Your question is: why does this greedy procedure obtain a global maximum?

Here is a nice argument that @whuber suggested in the comments. Let us first align the coordinate system with the PCA axes. The covariance matrix becomes diagonal: $\boldsymbol{\Sigma} = \mathrm{diag}(\lambda_i)$. For simplicity we will consider the same 2D case, i.e. what is the plane with maximal total variance? We want to prove that it is the plane given by the first two basis vectors (with total variance $\lambda_1+\lambda_2$).

Consider a plane spanned by two orthogonal vectors $\mathbf{u}$ and $\mathbf{v}$. The total variance in this plane is $$\mathbf{u}^\top\boldsymbol{\Sigma}\mathbf{u} + \mathbf{v}^\top\boldsymbol{\Sigma}\mathbf{v} = \sum \lambda_i u_i^2 + \sum \lambda_i v_i^2 = \sum \lambda_i (u_i^2+v_i^2).$$ So it is a linear combination of eigenvalues $\lambda_i$ with coefficients that are all positive, do not exceed $1$ (see below), and sum to $2$. If so, then it is almost obvious that the maximum is reached at $\lambda_1 + \lambda_2$.
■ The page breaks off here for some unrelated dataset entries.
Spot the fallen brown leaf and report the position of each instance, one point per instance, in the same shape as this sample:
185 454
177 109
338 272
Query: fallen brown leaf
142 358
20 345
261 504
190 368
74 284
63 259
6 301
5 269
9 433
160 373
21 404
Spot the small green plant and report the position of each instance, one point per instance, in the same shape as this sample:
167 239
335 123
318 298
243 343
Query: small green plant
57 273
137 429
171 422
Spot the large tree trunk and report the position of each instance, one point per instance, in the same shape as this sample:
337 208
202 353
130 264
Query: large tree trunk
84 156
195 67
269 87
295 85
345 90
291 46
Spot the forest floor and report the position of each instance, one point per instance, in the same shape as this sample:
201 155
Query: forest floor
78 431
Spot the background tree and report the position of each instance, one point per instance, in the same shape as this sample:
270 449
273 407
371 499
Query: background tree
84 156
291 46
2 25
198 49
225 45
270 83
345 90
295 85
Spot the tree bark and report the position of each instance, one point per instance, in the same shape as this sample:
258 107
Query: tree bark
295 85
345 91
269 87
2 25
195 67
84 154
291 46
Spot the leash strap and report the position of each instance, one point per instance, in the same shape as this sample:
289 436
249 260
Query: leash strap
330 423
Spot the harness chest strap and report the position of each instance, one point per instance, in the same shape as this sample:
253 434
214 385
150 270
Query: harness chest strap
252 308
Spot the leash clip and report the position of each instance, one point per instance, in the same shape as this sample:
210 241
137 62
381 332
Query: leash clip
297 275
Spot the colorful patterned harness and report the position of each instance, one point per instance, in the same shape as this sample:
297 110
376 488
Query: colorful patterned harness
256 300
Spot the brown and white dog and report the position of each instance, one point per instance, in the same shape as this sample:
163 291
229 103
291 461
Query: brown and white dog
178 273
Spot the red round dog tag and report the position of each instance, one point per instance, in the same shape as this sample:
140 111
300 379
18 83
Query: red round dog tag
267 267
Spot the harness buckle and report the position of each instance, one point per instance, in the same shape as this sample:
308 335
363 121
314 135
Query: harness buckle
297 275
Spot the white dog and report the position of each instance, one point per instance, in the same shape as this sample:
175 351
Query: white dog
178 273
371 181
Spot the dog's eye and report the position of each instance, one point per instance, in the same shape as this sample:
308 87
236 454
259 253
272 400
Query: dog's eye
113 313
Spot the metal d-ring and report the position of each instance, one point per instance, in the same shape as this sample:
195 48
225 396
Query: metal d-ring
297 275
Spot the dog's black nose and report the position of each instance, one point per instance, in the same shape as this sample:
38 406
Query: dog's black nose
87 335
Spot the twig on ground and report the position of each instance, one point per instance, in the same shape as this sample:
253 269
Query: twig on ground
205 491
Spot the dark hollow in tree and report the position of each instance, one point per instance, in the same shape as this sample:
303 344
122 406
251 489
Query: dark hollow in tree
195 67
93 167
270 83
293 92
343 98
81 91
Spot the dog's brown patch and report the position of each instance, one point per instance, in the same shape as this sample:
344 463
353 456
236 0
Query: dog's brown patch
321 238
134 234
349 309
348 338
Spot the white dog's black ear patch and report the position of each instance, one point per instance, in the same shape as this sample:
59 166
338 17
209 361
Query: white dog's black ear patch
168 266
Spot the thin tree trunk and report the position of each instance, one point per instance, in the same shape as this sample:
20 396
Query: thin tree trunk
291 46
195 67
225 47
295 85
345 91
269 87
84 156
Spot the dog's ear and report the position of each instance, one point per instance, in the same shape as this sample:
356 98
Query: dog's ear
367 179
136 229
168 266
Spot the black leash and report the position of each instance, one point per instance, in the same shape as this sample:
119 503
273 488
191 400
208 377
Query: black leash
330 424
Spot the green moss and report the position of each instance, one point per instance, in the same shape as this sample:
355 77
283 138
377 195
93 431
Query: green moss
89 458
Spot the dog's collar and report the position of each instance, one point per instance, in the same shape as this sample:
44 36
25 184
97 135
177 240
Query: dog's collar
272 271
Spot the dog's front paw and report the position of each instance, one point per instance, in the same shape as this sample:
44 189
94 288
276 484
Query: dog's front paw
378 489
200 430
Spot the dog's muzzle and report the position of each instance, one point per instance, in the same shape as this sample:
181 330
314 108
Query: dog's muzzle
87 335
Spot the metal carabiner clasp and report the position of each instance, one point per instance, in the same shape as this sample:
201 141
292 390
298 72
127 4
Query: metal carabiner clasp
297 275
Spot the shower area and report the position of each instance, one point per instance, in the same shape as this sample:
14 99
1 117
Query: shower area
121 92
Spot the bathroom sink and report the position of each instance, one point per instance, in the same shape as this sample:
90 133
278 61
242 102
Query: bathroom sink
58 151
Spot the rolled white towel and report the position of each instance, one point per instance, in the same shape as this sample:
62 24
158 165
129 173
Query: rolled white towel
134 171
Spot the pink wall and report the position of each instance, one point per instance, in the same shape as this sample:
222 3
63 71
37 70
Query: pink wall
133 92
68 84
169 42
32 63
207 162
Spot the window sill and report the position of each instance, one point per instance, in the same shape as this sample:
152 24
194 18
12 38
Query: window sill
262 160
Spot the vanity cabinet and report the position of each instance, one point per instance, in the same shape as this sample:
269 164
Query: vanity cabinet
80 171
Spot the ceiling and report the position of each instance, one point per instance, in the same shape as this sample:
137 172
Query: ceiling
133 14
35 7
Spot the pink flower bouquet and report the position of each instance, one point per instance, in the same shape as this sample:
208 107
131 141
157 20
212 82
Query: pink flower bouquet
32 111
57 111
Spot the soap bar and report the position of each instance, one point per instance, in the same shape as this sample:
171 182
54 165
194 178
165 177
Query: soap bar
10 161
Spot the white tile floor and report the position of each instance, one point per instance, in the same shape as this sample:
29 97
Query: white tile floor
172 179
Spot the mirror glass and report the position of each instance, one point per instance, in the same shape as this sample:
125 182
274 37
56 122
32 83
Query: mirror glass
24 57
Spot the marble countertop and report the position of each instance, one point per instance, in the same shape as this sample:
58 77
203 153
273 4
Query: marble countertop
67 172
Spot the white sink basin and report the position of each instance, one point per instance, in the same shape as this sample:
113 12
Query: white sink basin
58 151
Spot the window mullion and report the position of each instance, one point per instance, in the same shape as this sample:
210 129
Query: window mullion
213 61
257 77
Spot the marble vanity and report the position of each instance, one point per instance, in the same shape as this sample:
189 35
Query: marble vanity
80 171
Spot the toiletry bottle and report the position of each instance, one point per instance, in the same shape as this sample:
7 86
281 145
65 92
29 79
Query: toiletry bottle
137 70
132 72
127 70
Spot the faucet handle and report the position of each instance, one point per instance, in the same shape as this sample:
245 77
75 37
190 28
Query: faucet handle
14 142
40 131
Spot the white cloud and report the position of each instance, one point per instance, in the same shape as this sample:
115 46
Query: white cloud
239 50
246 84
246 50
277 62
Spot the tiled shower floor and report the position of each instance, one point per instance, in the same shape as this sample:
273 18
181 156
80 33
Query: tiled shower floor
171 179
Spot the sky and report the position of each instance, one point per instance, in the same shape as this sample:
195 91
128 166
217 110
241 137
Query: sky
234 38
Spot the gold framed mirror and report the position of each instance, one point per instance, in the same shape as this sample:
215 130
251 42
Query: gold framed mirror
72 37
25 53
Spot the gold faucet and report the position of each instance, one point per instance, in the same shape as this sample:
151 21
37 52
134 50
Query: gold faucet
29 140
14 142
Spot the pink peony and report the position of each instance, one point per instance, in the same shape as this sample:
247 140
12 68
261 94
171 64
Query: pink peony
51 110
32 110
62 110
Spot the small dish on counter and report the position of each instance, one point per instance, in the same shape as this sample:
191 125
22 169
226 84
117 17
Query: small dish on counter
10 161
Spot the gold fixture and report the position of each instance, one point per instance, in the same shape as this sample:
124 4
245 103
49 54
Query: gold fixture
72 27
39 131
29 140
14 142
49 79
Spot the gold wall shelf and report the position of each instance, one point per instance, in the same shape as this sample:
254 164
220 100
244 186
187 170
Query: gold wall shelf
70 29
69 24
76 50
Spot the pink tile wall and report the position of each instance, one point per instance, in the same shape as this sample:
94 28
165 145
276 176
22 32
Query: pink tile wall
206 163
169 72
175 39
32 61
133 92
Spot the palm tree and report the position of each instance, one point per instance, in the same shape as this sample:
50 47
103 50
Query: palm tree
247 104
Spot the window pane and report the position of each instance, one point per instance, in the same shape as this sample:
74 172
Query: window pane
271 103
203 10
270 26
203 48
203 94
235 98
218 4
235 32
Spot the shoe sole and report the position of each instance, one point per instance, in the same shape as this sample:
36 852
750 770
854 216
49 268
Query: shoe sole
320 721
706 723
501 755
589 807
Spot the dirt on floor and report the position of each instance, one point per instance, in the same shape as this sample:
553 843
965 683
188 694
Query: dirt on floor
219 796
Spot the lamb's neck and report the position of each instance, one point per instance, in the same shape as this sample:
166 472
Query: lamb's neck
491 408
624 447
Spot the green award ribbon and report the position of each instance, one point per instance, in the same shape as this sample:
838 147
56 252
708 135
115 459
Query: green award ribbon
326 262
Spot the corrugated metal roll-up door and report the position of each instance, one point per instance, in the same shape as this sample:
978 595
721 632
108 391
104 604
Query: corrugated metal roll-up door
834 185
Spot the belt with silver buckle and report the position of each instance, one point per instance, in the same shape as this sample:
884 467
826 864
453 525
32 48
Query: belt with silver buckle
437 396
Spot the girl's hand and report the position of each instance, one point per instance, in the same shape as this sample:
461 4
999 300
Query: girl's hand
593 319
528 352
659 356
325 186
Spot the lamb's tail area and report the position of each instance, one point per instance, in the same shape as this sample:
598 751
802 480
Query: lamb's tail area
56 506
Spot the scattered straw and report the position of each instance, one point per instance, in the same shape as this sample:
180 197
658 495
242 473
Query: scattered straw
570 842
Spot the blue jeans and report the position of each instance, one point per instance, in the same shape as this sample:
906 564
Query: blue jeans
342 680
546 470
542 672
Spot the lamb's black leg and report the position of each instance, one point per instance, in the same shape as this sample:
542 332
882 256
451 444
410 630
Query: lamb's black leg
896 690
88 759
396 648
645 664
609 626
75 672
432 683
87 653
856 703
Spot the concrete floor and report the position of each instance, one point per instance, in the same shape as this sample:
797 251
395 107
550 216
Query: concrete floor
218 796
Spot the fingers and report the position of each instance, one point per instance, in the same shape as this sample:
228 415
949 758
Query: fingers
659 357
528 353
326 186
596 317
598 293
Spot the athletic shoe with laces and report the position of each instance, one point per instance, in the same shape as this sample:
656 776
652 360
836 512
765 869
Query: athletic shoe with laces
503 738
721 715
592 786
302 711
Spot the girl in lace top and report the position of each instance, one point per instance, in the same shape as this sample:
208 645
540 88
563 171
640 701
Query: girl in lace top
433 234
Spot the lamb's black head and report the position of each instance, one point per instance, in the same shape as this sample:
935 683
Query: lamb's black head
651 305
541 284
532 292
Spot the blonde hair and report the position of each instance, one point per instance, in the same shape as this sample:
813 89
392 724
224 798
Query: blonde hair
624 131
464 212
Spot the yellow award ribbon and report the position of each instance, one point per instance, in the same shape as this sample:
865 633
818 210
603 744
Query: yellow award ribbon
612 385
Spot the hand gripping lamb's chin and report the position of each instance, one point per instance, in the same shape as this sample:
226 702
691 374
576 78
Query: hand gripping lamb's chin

It is only left to show that the coefficients cannot exceed $1$. Notice that $u_k^2+v_k^2 = (\mathbf{u}\cdot\mathbf{k})^2+(\mathbf{v}\cdot\mathbf{k})^2$, where $\mathbf{k}$ is the $k$-th basis vector. This quantity is a squared length of a projection of $\mathbf k$ onto the plane spanned by $\mathbf u$ and $\mathbf v$. Therefore it has to be smaller than the squared length of $\mathbf k$ which is equal to $|\mathbf{k}|^2=1$, QED.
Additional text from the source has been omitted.